In the trial in The Merchant of Venice, it is Shylock who is persecuting Antonio. Shakespeare paints his portrait as darkly as possible.

‘A stony adversary, an inhuman wretch,
Uncapable of pity, void and empty
From any dram of mercy.’

 

He is outwitted by Portia, in the disguise of a male lawyer, after he turns a deaf ear to her endearing appeals for mercy.

“The quality of mercy is not strain’d;
It droppeth as the gentle rain from heaven
Upon the place beneath. It is twice blest:
It blesseth him that gives and him that takes.”

 

Finally the mercy that Portia and Antonio expected of him is extended to him on one condition: that he becomes Christian and bequeaths his wealth to his now Christian daughter.

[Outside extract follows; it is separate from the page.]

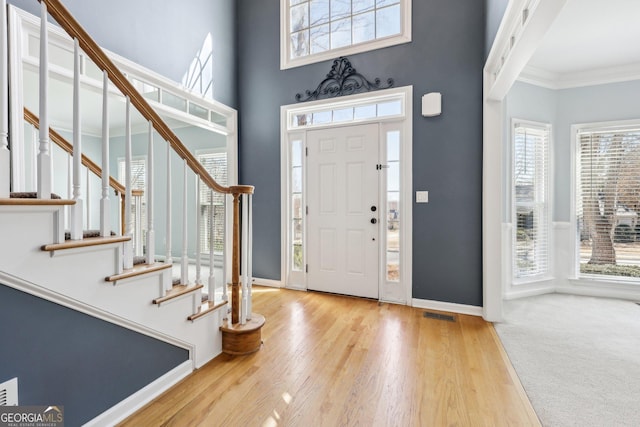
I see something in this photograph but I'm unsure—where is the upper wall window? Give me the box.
[280,0,411,69]
[576,122,640,281]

These two tales go on to show that Hitler did not arise out of the blue. There had been an extended acrimonious relationship between the Christians and the Jews. The extermination of Jews by the Nazis was only the culmination of many centuries of discrimination and persecution. The best of English writers was himself not untouched by these prejudices against the Jews. But Shakespeare does redeem himself to an extent with these lasting words, though it goes against the grain of the flowing tirades against the Jews in his play. Scott also cites this in an epigraph in Ivanhoe.

“Hath not a Jew eyes? Hath not a Jew hands, organs, dimensions, senses, affections, passions? Fed with the same food, hurt with the same weapons, subject to the same diseases, healed by the same means, warmed and cooled by the same winter and summer, as a Christian is? If you prick us do we not bleed? If you tickle us do we not laugh? If you poison us do we not die?”

But it is a travesty of historical justice that after the Jews reclaimed the much yearned-for land of their ancestors they have turned into the oppressors. In the same passage given above, Shylock continues:

“And if you wrong us shall we not revenge? If we are like you in the rest, we will resemble you in that. If a Jew wrong a Christian, what is his humility? Revenge. If a Christian wrong a Jew, what should his sufferance be by Christian example? Why, revenge. The villainy you teach me I will execute, and it shall go hard but I will better the instruction.”

Instead of the Christians, the Palestinians are facing the fury of their revenge.

And in another curious turn of events, we have been witnessing some erudite Brahmins in India equating their position with that of the persecuted Jews. There has been some deep provocation by the Dravidian Movement, which often used condemnable vitriolic rhetoric to fight and challenge the real and perceived domination of Brahmins in the social, cultural and political spaces. Yet, in reality, what the Brahmins have undergone is the leveling of accumulated privilege and not persecution. Going by these literary accounts, the equivalence with the persecution of Jews is false and farcical to say the least. Given the near untouchability and oppression practiced against the Jews despite their riches for nearly two millennia, if any community can draw some sort of equivalence with them, it is, unfortunately, the Dalits, and, increasingly, the Muslims.

These two literary classics serve a warning to the imminent danger of the fanatical religious and political movements that have been springing up across the world, including India. Once prejudices and hatred become deep-seated and the slumbering fires of wild fanaticism are roused, they will rage undoused for many centuries; the adverse impact would last interminably.